Es una auténtica guerrilla de comunicaciones, no jerarquizada y no institucionalizada, sino orgánica y autogestionada. Por tanto, de difícil control, pero que tiene, generalmente, una conciencia clara de utilidad común: no todos sus miembros están de acuerdo en todo, pero se apoya, a pesar de estas posibles diferencias, al vehículo compartido, porque se persigue el mismo objetivo: terminar con la hegemonía de la izquierda cultural. No obstante, esta naturaleza espontánea y orgánica también entraña sus peligros: mención especial al desafortunado ejemplo de gregarismo representado en Estados Unidos que sorprendió al mundo, hace poco más de un año, cuando una masa crecida irrumpió en el Capitolio de Washington y que ahora es empleado por los detractores de Trump en su contra. Algo, por otra parte, infrecuente y anecdótico en la derecha alternativa, que hace más uso del diálogo persuasivo y de la argumentación basada que del empleo bruto de la fuerza, naturaleza por la que la izquierda más la cataloga como peligro social.
Y es que, de hecho, una nota distintiva de estos nuevos activistas de la derecha alternativa, y que los aleja de los modos de los Social Justice Warriors progresistas —quienes, generalmente, tienen más problemas con la violencia— es que, a diferencia de estos vigilantes de observancia continua en frenética búsqueda del control absoluto y de los grupos revolucionarios violentos, generalmente la nueva derecha no busca secuestrar el panorama, sino abrirlo lo suficiente como para vivir en paz y no ser molestado de nuevo por las pretensiones expansionistas de la izquierda.
Se trata de una reacción agresiva, pero de carácter constructivo, que busca retornar a las posibilidades negadas anteriormente por los desmanes de una izquierda insaciable.
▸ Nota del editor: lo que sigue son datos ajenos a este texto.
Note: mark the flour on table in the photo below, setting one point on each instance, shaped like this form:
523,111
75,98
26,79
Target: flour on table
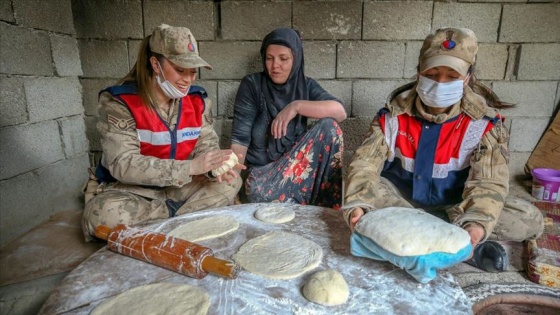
206,228
279,255
411,232
326,287
157,298
228,165
277,214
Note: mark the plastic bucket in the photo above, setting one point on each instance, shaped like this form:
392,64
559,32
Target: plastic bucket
546,184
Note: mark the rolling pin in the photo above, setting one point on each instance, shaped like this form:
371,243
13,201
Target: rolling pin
166,251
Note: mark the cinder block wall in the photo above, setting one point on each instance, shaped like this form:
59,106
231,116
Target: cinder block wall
359,50
43,144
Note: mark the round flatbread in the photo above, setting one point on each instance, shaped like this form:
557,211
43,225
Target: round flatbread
206,228
411,232
277,214
326,287
279,255
157,298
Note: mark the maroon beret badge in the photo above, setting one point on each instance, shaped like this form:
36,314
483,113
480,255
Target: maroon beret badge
448,44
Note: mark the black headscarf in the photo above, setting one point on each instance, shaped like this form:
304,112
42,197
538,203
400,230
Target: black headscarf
277,96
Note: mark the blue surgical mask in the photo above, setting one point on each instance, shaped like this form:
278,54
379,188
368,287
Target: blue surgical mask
440,95
168,88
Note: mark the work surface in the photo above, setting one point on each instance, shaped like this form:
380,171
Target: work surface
375,287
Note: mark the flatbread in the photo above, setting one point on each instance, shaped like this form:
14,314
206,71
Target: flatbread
228,165
206,228
277,214
157,298
411,232
326,287
279,255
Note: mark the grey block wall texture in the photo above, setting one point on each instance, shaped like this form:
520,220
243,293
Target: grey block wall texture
44,148
56,55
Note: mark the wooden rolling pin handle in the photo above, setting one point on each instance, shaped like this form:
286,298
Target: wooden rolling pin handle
220,267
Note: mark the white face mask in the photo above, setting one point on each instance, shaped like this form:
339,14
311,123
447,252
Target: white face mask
168,88
440,95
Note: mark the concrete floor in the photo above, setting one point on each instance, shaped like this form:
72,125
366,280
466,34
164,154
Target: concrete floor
27,297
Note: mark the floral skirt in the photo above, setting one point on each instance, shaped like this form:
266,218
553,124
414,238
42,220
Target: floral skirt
310,173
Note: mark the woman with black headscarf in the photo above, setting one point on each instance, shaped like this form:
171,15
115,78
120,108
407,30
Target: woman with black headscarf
287,161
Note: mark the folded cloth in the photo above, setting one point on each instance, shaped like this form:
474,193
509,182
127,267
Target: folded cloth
489,256
411,239
423,268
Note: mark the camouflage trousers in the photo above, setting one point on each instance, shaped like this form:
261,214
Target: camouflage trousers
118,203
519,220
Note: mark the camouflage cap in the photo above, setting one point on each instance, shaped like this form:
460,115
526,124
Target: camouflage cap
178,45
452,47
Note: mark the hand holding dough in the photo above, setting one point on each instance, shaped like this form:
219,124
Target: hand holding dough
228,165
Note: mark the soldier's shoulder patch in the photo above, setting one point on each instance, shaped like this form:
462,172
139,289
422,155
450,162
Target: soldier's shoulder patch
121,123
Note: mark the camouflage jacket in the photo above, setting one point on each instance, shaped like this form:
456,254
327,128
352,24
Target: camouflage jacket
487,184
121,147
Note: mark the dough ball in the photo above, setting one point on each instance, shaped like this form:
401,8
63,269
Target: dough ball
157,298
276,214
411,232
326,287
279,255
228,165
206,228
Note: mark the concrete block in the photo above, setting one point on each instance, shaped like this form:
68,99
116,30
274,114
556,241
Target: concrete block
198,16
93,136
23,51
66,55
253,20
30,199
328,20
532,98
52,15
320,59
227,90
104,59
354,129
6,11
414,20
526,132
370,59
369,96
91,88
491,61
341,89
12,101
529,23
49,98
482,18
29,147
231,60
73,133
211,88
133,48
108,19
539,62
411,59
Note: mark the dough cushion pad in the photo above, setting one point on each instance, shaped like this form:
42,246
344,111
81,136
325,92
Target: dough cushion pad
411,239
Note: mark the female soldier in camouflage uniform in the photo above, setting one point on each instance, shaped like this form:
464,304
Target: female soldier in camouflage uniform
157,138
439,145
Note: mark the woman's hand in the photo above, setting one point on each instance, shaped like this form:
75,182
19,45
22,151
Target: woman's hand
233,172
355,216
476,232
280,123
208,161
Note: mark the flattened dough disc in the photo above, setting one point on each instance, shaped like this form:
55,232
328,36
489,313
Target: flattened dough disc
279,255
206,228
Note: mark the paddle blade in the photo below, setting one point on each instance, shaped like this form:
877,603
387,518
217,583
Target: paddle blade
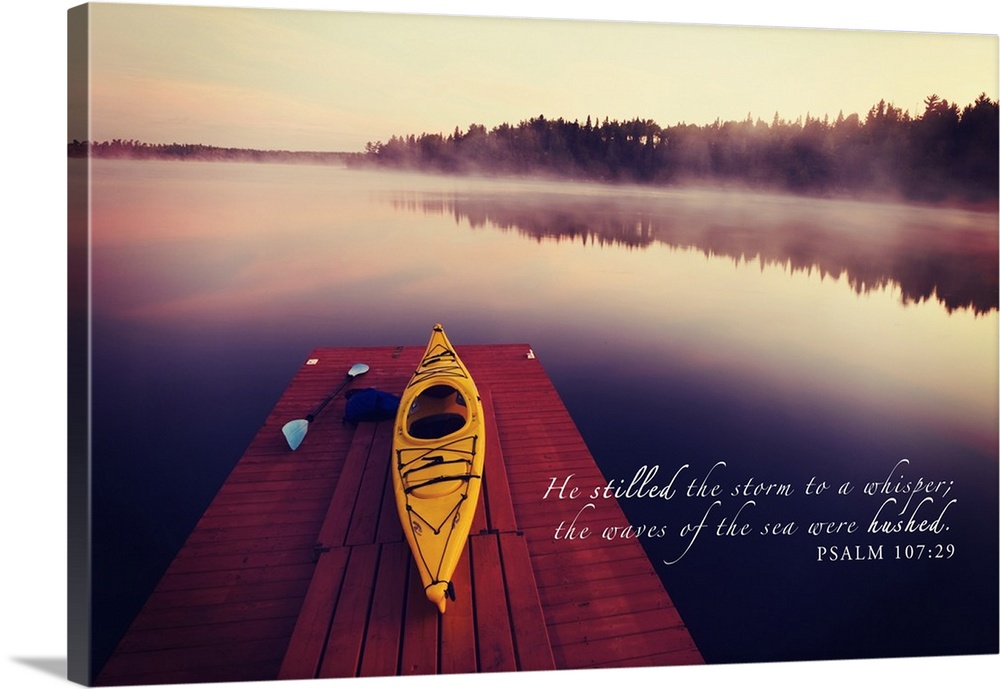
295,431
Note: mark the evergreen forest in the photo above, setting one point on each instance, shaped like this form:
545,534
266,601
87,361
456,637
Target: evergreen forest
946,152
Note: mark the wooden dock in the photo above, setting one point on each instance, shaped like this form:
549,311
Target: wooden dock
299,569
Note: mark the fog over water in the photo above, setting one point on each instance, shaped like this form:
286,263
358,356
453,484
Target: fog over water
788,338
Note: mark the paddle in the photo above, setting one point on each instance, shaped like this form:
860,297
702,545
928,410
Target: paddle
296,430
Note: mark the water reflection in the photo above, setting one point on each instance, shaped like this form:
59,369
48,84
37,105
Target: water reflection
948,255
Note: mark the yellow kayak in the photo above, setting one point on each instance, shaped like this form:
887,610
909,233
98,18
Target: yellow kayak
438,449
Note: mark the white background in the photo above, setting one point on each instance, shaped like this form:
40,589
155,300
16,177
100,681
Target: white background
32,268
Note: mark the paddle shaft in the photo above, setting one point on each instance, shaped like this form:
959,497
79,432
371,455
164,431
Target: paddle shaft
329,399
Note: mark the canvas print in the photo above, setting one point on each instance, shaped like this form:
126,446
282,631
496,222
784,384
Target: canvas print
419,344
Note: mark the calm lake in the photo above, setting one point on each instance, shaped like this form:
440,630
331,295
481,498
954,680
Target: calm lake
817,360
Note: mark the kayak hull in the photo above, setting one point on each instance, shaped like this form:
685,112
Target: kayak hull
438,450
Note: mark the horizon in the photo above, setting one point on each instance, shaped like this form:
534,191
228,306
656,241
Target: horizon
332,81
795,120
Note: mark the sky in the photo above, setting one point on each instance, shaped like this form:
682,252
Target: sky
334,80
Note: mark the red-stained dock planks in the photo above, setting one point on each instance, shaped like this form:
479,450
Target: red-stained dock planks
298,568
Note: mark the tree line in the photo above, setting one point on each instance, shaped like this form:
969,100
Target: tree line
138,150
944,152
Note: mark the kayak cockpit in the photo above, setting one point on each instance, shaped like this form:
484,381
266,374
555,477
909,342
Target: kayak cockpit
437,412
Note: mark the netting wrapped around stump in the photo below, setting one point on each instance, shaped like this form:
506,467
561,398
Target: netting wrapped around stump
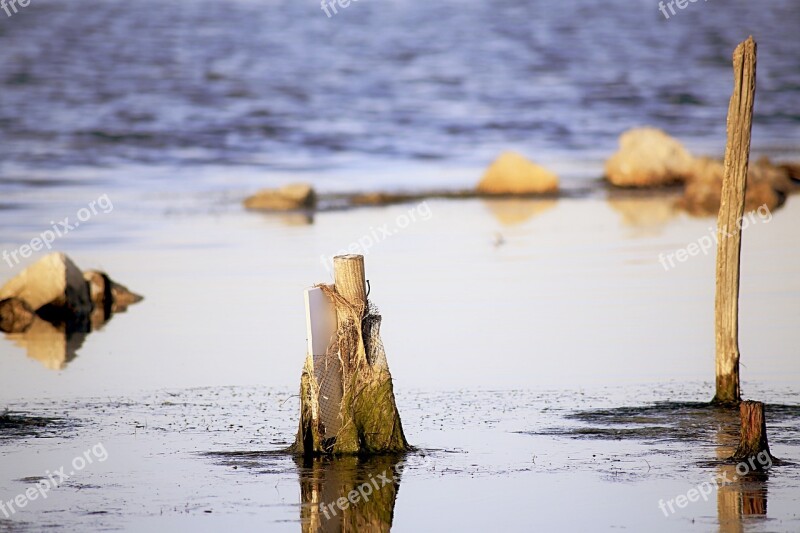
347,397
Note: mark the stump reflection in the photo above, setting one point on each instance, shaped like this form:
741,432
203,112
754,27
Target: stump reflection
348,493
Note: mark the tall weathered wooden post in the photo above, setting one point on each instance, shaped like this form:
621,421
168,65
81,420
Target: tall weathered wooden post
734,185
347,403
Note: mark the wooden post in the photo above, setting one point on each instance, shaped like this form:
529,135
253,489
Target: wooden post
753,437
734,186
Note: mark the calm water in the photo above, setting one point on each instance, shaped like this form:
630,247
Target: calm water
546,365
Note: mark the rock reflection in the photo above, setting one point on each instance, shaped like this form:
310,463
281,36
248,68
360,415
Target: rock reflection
514,211
51,306
54,346
647,215
348,493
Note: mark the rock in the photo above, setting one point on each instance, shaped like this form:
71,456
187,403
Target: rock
108,294
287,198
54,346
767,185
53,282
15,315
511,173
648,157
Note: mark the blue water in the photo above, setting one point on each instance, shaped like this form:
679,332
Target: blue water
277,86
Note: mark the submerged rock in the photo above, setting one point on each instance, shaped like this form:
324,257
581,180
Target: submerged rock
53,285
648,157
15,315
767,185
54,290
287,198
511,173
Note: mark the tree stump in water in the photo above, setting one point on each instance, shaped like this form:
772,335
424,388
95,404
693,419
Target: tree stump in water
368,421
753,437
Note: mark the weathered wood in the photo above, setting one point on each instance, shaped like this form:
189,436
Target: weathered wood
350,280
367,420
753,436
737,155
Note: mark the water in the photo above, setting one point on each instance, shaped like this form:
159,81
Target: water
272,86
548,369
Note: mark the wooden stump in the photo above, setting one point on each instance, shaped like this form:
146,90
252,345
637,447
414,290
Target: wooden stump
368,421
737,155
753,436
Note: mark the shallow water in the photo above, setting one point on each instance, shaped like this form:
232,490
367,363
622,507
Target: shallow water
529,341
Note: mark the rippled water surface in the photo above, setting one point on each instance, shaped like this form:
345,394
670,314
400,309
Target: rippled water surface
276,85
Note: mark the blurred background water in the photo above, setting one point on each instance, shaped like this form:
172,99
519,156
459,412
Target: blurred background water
215,93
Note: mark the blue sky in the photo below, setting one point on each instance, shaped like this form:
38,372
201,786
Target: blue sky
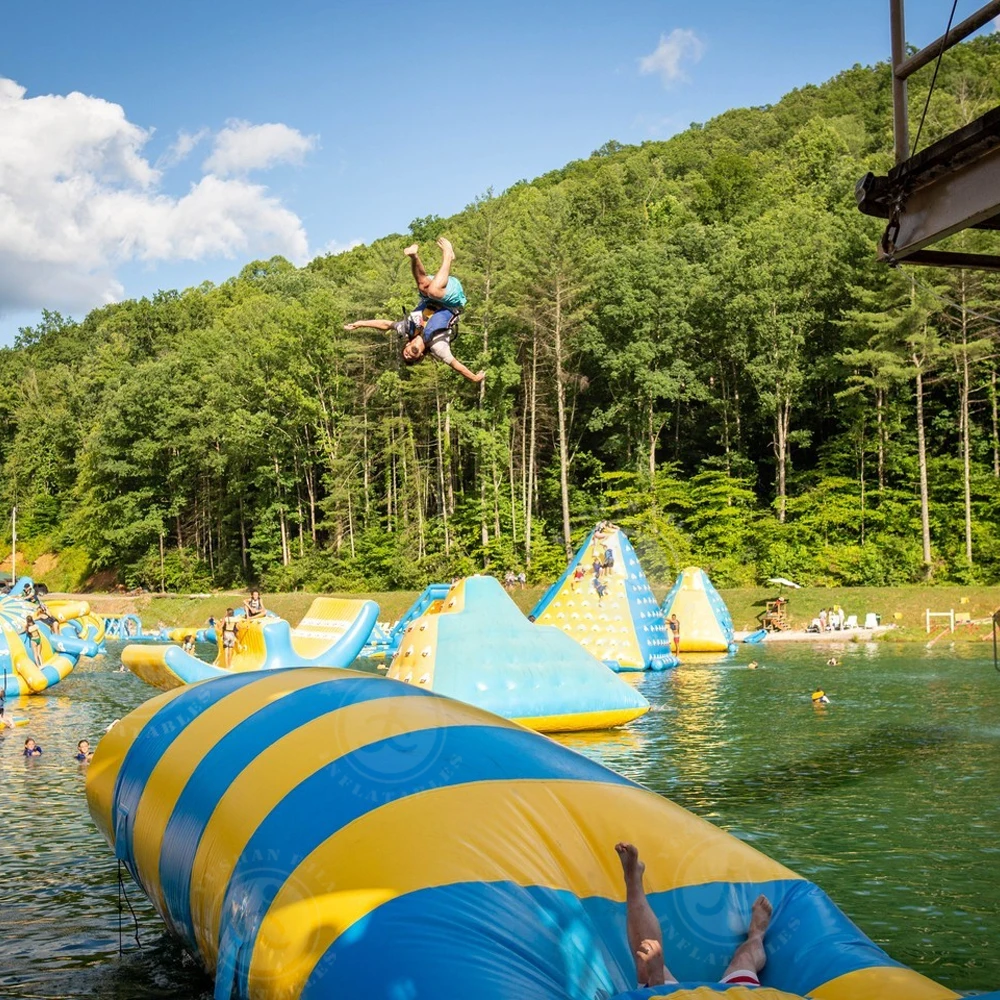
389,111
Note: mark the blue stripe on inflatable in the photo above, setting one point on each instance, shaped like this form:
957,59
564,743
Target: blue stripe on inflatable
147,748
378,774
228,758
537,943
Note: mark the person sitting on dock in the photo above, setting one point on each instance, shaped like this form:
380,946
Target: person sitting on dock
253,606
645,936
230,625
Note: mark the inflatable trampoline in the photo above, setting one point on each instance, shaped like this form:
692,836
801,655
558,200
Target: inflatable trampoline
323,834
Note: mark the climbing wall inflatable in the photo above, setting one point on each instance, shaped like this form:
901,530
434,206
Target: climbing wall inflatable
321,834
705,623
476,646
609,610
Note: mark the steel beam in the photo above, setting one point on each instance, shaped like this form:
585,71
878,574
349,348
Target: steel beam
949,203
903,68
900,109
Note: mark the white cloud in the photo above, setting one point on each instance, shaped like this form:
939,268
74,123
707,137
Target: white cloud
78,199
681,45
335,247
241,147
181,148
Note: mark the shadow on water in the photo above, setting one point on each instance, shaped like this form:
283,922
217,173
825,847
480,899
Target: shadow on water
882,751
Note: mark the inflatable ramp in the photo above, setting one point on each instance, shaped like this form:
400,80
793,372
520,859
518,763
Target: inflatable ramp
385,645
59,652
609,609
331,635
322,835
705,624
476,646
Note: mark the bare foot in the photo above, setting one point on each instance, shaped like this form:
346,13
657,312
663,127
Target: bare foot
628,854
760,917
649,965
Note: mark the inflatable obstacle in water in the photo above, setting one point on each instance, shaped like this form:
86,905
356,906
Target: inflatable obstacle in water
476,646
59,652
384,644
331,635
623,625
705,623
325,834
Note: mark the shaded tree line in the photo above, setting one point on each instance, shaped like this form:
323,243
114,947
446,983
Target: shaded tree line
690,336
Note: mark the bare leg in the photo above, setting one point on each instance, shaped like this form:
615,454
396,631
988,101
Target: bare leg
750,956
645,938
428,286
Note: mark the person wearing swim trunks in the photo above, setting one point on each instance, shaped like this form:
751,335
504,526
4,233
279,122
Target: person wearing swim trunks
35,639
645,937
253,606
428,329
230,624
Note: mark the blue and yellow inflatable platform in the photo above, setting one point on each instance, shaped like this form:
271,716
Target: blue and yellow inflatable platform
474,644
604,602
318,834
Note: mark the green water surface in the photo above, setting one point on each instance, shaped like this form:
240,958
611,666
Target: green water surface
889,798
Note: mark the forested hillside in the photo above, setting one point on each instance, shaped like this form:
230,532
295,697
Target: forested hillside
691,337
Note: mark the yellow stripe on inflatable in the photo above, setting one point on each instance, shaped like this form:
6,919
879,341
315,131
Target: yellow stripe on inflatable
109,756
882,981
173,770
284,765
582,721
498,846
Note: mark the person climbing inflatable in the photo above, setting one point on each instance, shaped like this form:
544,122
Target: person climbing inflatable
431,326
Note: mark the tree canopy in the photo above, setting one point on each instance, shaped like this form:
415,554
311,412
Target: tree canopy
692,337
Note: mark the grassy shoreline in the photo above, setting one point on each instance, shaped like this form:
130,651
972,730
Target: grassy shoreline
902,606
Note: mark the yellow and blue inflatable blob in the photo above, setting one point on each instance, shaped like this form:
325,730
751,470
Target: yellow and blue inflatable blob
317,834
475,645
331,635
706,625
605,603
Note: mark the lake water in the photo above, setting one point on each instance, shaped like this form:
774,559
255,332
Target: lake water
889,798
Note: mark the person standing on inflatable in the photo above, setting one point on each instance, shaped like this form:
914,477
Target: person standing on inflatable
675,633
430,327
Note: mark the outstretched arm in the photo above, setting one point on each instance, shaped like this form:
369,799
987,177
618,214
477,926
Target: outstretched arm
462,370
369,324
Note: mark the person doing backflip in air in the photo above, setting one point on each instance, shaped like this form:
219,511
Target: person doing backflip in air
428,329
645,937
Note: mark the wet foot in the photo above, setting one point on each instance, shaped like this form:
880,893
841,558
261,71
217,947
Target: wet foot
633,868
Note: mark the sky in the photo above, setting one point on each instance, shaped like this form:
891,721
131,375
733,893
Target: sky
150,146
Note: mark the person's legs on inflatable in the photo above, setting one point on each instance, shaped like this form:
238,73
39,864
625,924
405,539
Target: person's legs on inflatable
750,957
645,937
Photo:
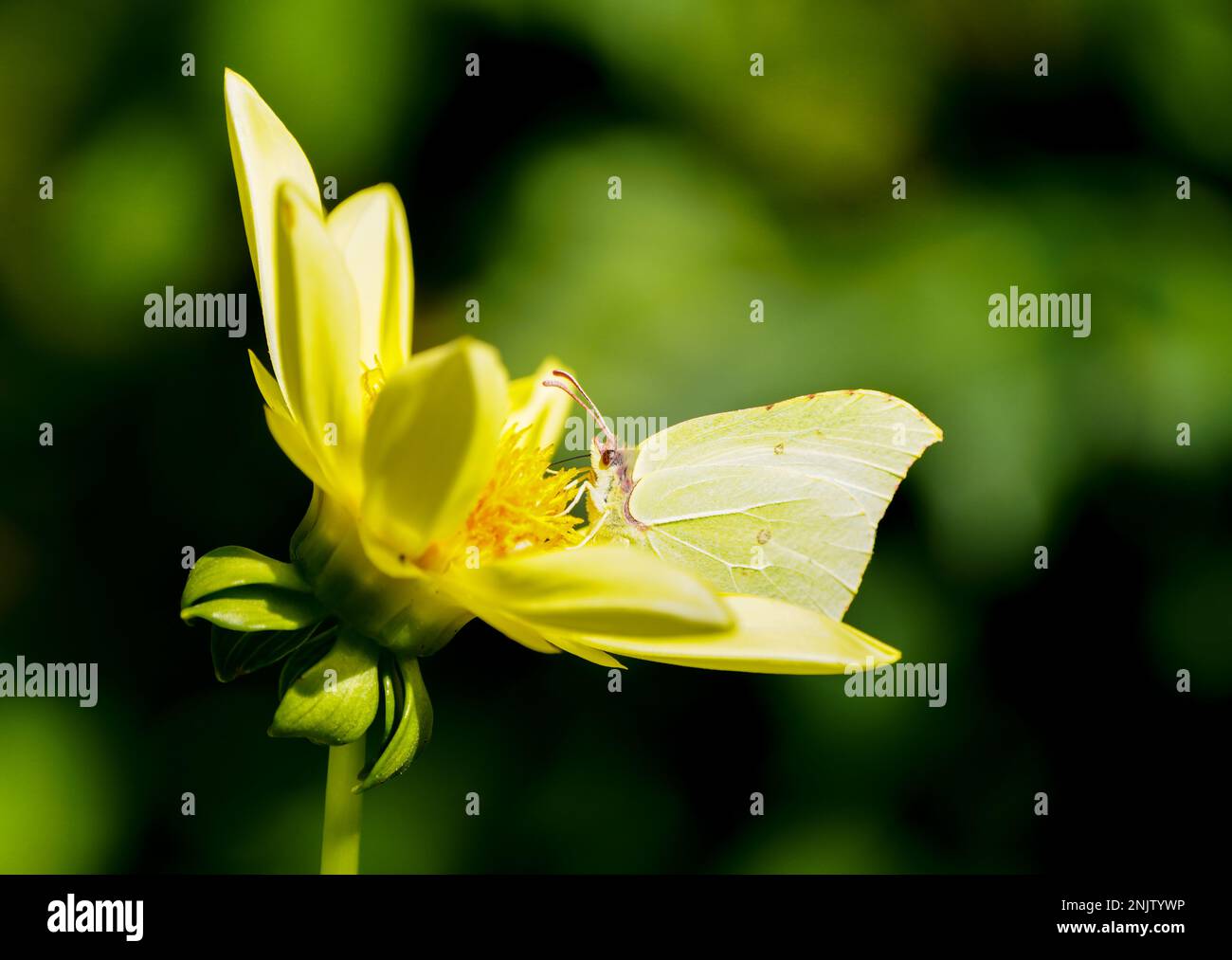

No busca tanto imponer al otro, sino, más bien, defender y asegurar la propia libertad, con la esperanza, en realidad utópica, de alcanzar el punto en el que poder abandonar su activismo y regresar al hogar. Esto no significa que el activismo de la alt-right no plantee el uso de medios poco ortodoxos para lograr este fin deseado, catalogados tradicionalmente como sucios, pero que la izquierda globalista y los medios del Sistema nunca han dejado de emplear: el bulo, la doble vara de medir, la desinformación, la manipulación, el uso del relato, la tergiversación. Es, en última instancia, combatir a la izquierda con sus propias armas, algo a lo que la derecha tradicional neoconservadora, poco acostumbrada al barro y a ensuciarse las manos directamente, no estaba dispuesta.
Sin embargo, y a pesar de los no pocos avances, el plan no avanza al ritmo que estos nuevos activistas desearían(mos). Porque el devenir de las cosas, tristemente, parece indicar que este final feliz de un regreso victorioso a casa es difícilmente alcanzable: es casi imposible, como outsider, cambiar el Sistema desde dentro: los mecanismos y resortes están demasiado bien engrasados. Aun así, el Trump síntoma es también prueba de que existe la posibilidad, por quijotesca que ésta sea, lo que mantiene viva la llama de la esperanza —Trust the Plan. Su victoria fue imprevisible, pero demostró que la Historia no es cíclica y que el juego, con sus reglas siempre cambiantes, todavía no ha terminado.